After dark, when the commuters have all gone home and clambered into bed, the streets are empty. This is when the boy racers tend to emerge: low-rent vampires chasing petrol fumes, allergic to the glare of daylight life. Pandering to popular opinion, the media describe boy racers as a nuisance, a menace, a pest. They are portrayed as an urban vermin, to be expunged at any cost. To each other, however, they are brothers in arms.
Fraternal solidarity unites boy racers against a common enemy: the law. This, perhaps, is why an air of romance hovers around them, the outsiderness of fallen angels. For all their self-evident buffoonery – their taste for cars so kitsch they resemble pantomimes on wheels; their pubescent lust for cheap vodka and thudding music – boy racers are unquestionably rebels. And rebels are often heroes.
3.
It isn’t just the cars that are modified; behaviour is too. A code of games and challenges gives shape to the boy racers’ encounters with each other, a tribal language of display and competition. Among the ritual excitements is the ‘doughnut’: pull the handbrake, turn the wheel as far as it will go, and accelerate hard. The cars spin in a tight, screeching circle, revving hard as tails of white smoke rise from the burning rubber. Other activities include the ‘wheelspin’, which makes the rear wheels spin with such futile vigour that they do not push the vehicle forward, merely leave black skid marks on the road.
When they want to relax after a hard nights’ driving, the boy racers park and loiter by their bonnets like a gang of bandits, exchanging insults, swigging drink, chatting with their female admirers. (Girlfriends can seem another accessory to the boy racer image, like alloy wheels or fluffy pink dice in the windshield.) Most of all, however, boy racers like chase each other’s tails down strips of desolate road, their engines running as fast as they can go.
4.
Boy racer meetings (or ‘cruises’, as they like to call them) are carnivals of anxiety and aggression. They usually take place in quiet suburban areas, gatherings of five or more. A cruise is a kind of roaming social club, offering the racers a chance to size up each others’ vehicles and note the latest modifications. Decade-old Ford Fiestas, sourced from the pages of Auto Trader, are dolled up to resemble Subaru Imprezzas.

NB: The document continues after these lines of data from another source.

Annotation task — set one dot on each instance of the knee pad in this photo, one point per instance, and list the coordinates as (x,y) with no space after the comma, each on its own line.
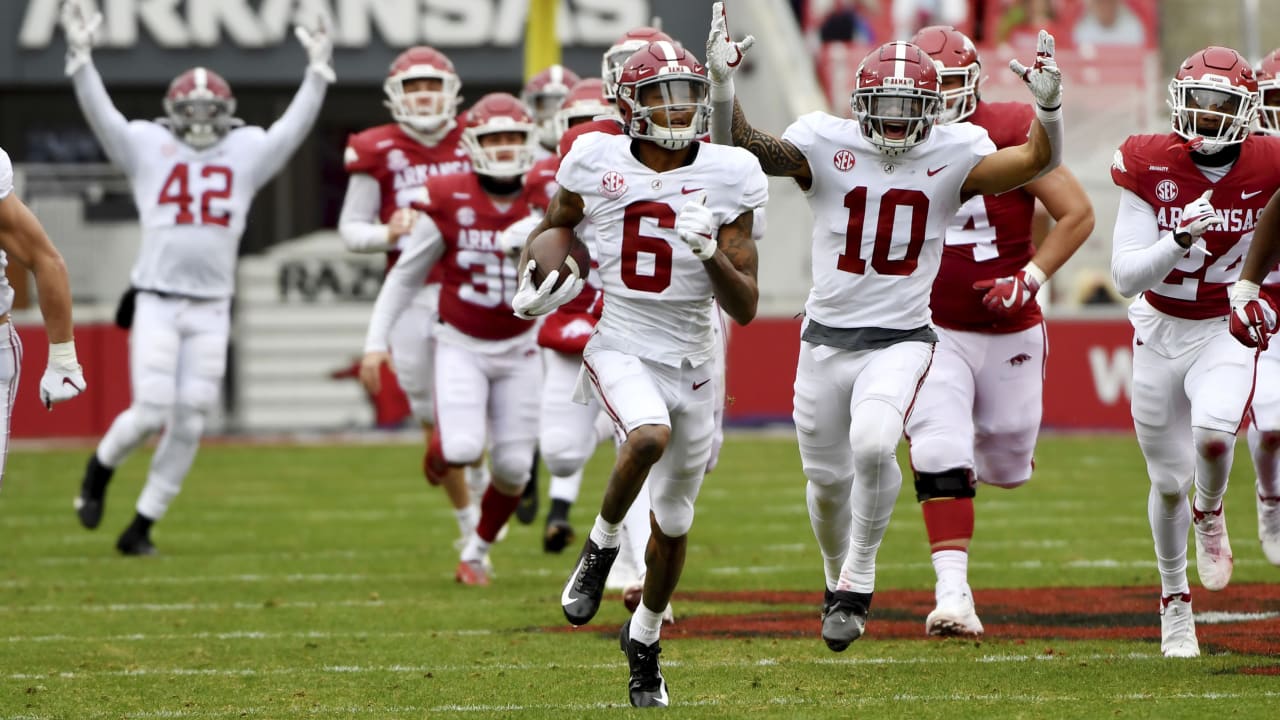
(510,465)
(675,515)
(956,482)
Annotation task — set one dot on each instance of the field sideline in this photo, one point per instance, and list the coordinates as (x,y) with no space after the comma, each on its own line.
(315,580)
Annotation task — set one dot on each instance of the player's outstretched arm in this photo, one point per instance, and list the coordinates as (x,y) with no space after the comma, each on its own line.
(1018,165)
(24,240)
(777,156)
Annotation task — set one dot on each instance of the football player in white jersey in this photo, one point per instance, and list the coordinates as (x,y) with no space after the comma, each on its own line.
(673,231)
(193,176)
(882,187)
(23,240)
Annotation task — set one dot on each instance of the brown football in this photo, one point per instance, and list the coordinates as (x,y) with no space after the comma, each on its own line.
(558,249)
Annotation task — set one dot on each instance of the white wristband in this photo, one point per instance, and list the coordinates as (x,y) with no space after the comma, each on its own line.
(63,354)
(1033,270)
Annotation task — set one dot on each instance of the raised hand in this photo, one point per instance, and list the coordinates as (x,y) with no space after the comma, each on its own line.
(80,21)
(1253,317)
(533,301)
(695,224)
(319,46)
(723,55)
(1043,78)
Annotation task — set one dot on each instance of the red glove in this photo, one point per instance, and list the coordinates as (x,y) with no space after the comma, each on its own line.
(1008,295)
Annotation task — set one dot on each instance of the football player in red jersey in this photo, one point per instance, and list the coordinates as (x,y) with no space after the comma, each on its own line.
(388,165)
(487,367)
(991,337)
(882,187)
(1265,409)
(1189,204)
(544,94)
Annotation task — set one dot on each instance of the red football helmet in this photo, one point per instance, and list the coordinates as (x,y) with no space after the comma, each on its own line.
(1269,89)
(664,78)
(544,94)
(1214,98)
(613,59)
(955,57)
(423,110)
(585,101)
(200,108)
(499,113)
(896,96)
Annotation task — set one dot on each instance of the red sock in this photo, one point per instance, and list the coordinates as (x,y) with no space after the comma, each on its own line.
(949,523)
(496,509)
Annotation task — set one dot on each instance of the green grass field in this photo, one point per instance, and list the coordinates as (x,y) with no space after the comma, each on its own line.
(316,582)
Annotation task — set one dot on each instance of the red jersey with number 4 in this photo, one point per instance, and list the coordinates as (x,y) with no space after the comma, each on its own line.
(1159,169)
(990,237)
(401,165)
(479,279)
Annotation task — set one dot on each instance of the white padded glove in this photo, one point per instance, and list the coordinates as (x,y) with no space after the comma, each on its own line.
(319,46)
(695,223)
(1043,78)
(533,301)
(80,21)
(63,378)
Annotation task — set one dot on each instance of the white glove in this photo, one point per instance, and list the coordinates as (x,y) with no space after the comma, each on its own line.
(80,19)
(1043,78)
(63,378)
(695,223)
(513,238)
(723,55)
(1198,215)
(533,301)
(319,46)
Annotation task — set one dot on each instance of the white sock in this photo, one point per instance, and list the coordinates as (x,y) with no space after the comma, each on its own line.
(951,566)
(606,534)
(645,625)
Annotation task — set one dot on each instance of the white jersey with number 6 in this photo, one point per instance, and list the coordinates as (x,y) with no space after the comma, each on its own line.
(193,204)
(880,222)
(658,295)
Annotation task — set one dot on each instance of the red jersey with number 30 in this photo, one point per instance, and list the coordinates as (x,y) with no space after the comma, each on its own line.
(990,237)
(479,279)
(1159,169)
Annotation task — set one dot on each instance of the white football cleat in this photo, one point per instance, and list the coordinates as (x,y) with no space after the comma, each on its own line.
(955,615)
(1212,548)
(1178,627)
(1269,528)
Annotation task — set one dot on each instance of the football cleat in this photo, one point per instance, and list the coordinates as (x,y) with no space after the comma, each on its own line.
(557,536)
(135,543)
(954,616)
(648,688)
(472,573)
(844,618)
(1178,627)
(92,497)
(585,587)
(1269,528)
(1212,548)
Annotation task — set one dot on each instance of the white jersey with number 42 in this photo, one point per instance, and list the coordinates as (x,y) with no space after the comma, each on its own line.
(657,292)
(880,222)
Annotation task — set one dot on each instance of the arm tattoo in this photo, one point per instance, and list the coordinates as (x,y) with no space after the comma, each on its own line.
(777,156)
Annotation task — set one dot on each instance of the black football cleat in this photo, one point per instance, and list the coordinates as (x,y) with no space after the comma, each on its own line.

Travelling in packs, they skirmish round the town from dusk to dawn. Weighed down by passengers, each car’s undercarriage hangs so low they almost scrape the tarmac. Waxed bodyworks slip beneath the amber streetlamps, and reflect the glowing logos of the suburban skyline – Halfords, Exxon Mobil, AquaValet. Subwoofers blend with the drone of dilated exhaust pipes, excited passengers wail and chatter, the gear shift clicks from 3 to 4: another breakneck night is in full swing. Somewhere on the road ahead, a police patrol car is itching to pull them over, a local resident is about to complain about noise, and some poor boy racer – hoping to impress his backseat audience with a daring handbrake turn – will write off his cherished car in a collision with a lamp post.
For the meantime, though, the road is whatever they want it to be.